I have an expression in terms of $(x,y,z)$ that is actually a sphere as per Mathematica but I am unable to bring it to the form $(x-a)^2+(y-b)^2 +(z-c)^2=r^2$.
Here is the equation I have. Let $(x_o,y_0,0)$ and $(r_0,0,0)$ be the two points and $C$ be the scaling factor/constant and $(x,y,z)$ is any point fulfilling a certain condition, then
$$C[(x-x_0)^2 + (y-y_0)^2 +z^2]=[(x-r_0)^2+y^2+z^2]^2$$
I am interested in finding the center and the radius of the sphere $(x,y,z)$.
Here is what I have from Mathematica.
The solution set of your equation may look like a sphere, but looks can be deceiving.
That said, the (real) solution set of the fourth-degree equation $$\left(\;(x+1)^2+(y+2)^2+(z+3)^2+4\;\right)\cdot\left(\;(x-1)^2+(y-2)^2+(z-3)^2-4\;\right)=0$$ is a sphere, because the first factor is always non-zero and can be divided-out. Could that be happening with your equation?

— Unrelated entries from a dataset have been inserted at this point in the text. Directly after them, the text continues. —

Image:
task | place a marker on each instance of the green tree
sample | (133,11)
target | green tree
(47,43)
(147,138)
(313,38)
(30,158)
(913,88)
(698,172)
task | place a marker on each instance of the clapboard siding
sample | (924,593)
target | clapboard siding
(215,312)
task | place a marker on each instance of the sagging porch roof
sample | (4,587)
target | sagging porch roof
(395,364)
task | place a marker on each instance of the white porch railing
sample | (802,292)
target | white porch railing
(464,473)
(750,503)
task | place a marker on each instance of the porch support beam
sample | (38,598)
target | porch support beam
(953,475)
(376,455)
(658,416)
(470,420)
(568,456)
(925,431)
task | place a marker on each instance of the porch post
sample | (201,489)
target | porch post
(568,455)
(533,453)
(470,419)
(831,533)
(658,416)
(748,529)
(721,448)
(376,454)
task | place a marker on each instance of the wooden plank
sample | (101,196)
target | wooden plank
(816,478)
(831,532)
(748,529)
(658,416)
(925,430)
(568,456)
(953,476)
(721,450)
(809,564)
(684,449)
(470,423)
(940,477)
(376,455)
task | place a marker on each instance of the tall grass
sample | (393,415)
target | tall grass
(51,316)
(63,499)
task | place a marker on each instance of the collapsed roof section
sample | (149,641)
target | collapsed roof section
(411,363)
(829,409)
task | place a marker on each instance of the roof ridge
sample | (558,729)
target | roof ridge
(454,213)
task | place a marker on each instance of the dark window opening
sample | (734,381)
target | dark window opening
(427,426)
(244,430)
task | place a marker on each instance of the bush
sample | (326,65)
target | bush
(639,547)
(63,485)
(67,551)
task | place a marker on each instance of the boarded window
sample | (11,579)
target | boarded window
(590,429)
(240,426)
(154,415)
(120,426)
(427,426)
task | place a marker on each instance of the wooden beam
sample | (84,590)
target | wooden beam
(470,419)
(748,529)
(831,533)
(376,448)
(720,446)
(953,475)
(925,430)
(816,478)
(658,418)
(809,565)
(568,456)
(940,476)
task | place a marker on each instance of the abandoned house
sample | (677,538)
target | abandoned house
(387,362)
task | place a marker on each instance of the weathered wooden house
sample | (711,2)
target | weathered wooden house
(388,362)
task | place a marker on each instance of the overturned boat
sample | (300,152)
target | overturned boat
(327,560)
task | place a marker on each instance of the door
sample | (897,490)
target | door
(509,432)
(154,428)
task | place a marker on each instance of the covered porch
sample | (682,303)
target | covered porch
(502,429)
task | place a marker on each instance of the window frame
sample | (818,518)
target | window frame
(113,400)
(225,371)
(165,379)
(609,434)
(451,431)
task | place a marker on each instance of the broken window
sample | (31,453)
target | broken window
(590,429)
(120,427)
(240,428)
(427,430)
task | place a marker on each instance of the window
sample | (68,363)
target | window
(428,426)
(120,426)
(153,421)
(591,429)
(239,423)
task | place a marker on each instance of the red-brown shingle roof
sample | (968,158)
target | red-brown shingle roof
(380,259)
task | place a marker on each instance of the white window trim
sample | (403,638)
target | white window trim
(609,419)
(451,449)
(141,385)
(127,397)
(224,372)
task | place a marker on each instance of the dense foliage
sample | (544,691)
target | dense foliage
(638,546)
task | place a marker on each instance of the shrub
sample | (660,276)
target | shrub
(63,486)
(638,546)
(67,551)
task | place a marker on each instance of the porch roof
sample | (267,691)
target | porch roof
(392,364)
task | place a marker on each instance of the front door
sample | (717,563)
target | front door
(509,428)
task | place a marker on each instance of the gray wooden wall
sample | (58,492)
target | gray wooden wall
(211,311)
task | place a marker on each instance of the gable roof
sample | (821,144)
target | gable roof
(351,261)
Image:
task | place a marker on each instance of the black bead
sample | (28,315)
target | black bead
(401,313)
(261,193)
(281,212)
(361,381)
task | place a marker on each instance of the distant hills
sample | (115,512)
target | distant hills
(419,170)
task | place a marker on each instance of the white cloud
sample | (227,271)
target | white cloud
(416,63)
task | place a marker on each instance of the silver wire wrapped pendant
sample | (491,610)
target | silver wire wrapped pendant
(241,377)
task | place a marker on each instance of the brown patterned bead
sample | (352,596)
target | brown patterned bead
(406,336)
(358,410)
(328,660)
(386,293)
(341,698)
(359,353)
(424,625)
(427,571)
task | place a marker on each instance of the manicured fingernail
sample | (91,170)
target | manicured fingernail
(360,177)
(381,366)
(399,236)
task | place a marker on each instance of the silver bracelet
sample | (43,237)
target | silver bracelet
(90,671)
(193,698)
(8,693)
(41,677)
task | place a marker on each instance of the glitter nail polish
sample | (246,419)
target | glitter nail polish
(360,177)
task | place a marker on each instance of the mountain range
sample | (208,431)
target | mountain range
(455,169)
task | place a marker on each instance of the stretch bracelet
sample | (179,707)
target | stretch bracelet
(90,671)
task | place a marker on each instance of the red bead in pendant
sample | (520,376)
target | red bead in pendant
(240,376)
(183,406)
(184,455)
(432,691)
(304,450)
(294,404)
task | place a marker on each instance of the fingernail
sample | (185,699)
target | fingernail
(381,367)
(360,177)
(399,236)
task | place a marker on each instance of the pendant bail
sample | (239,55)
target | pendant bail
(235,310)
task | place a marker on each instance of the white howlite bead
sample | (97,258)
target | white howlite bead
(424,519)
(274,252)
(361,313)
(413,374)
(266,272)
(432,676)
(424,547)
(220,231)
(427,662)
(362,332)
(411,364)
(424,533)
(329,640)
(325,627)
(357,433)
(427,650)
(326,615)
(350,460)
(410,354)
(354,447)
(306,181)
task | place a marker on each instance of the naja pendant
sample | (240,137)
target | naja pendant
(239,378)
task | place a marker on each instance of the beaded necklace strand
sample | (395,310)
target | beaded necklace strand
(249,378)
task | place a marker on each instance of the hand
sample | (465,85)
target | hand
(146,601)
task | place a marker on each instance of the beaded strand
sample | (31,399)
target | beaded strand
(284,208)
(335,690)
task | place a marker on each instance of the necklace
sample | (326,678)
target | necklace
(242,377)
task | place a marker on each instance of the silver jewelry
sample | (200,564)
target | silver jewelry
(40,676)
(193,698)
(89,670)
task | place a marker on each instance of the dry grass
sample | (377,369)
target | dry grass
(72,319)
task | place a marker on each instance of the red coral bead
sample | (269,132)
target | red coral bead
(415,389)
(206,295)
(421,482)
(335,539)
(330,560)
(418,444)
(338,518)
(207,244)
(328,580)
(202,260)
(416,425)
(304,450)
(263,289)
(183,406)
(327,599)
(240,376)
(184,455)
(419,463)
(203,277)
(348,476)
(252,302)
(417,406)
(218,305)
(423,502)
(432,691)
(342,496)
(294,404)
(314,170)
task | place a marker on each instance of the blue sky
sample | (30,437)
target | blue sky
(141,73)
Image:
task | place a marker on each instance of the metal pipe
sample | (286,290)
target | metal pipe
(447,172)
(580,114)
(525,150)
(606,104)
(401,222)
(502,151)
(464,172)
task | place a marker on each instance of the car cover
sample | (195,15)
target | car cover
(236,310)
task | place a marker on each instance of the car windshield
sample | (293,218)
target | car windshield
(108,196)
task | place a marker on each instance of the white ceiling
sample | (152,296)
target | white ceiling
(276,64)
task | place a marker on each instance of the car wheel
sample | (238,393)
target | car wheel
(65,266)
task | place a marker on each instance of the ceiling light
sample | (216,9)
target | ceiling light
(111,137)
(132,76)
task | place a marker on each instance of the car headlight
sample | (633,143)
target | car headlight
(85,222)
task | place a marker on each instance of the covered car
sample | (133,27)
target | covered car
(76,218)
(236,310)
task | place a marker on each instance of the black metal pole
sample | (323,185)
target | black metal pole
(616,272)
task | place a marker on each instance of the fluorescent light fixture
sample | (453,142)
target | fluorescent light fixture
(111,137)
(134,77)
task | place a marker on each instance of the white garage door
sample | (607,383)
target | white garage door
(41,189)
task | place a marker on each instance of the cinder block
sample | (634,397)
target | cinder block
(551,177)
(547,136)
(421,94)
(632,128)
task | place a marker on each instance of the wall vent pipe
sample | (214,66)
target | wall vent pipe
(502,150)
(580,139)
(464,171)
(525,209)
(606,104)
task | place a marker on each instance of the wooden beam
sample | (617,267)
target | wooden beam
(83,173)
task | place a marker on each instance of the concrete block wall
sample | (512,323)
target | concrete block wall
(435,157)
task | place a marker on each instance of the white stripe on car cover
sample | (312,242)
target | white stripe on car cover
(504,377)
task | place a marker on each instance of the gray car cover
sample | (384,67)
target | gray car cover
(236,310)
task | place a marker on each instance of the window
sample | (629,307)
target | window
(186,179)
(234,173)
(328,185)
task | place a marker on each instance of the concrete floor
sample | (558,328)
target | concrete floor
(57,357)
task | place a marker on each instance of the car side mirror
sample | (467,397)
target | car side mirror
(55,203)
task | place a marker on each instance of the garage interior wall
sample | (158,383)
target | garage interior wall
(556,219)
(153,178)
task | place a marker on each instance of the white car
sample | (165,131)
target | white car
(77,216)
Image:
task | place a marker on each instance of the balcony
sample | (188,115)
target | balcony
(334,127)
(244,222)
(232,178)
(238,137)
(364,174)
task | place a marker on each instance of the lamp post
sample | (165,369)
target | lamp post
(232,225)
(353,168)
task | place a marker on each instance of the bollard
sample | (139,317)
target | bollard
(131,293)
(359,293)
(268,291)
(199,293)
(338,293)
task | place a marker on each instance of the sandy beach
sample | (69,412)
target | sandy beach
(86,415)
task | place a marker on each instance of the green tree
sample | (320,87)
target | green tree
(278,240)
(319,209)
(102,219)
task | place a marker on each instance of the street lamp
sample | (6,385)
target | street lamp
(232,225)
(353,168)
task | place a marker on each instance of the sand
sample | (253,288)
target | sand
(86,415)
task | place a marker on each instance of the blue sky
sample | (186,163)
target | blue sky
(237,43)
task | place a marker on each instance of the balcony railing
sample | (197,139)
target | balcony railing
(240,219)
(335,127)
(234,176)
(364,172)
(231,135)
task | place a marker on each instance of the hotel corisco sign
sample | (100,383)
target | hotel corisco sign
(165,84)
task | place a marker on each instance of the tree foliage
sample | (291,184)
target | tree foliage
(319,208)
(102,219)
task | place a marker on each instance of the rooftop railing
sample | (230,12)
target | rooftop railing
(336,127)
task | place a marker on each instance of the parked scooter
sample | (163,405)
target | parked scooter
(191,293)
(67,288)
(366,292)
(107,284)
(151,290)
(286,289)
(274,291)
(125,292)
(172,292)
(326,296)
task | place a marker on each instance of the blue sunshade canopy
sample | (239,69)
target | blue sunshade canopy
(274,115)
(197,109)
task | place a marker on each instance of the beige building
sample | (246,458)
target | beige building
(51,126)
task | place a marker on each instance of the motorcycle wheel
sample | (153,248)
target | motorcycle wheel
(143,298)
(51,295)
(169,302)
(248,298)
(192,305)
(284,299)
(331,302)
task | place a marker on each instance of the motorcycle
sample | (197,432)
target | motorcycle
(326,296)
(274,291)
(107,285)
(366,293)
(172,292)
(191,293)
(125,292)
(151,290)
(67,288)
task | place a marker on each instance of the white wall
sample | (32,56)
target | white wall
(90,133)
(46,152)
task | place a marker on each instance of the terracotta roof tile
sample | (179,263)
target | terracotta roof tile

Well ... If your figure were a sphere, then it should be symmetric in (at least) all the coordinate directions. It's certainly symmetric in the $z$ direction (since all instances of $z$ are even powers). What about the $x$ direction? Suppose we substitute some values into your $C=2$ case:
$$\begin{align} y=1, z=0 &\quad\to\quad \text{(real) } x \approx -1.3048 \text{ or } 2.8461 \quad\to\quad \text{midpoint } x \approx 0.7706 \\ y=0, z=1 &\quad\to\quad \text{(real) } x \approx -1.5955 \text{ or } 3.2574 \quad\to\quad \text{midpoint } x \approx 0.8309 \\ \end{align}$$
(I used Mathematica to find the solutions.) Since the midpoint $x$ values don't match, the solution set is not symmetric in the $x$ direction. This is definitely not a sphere. $\square$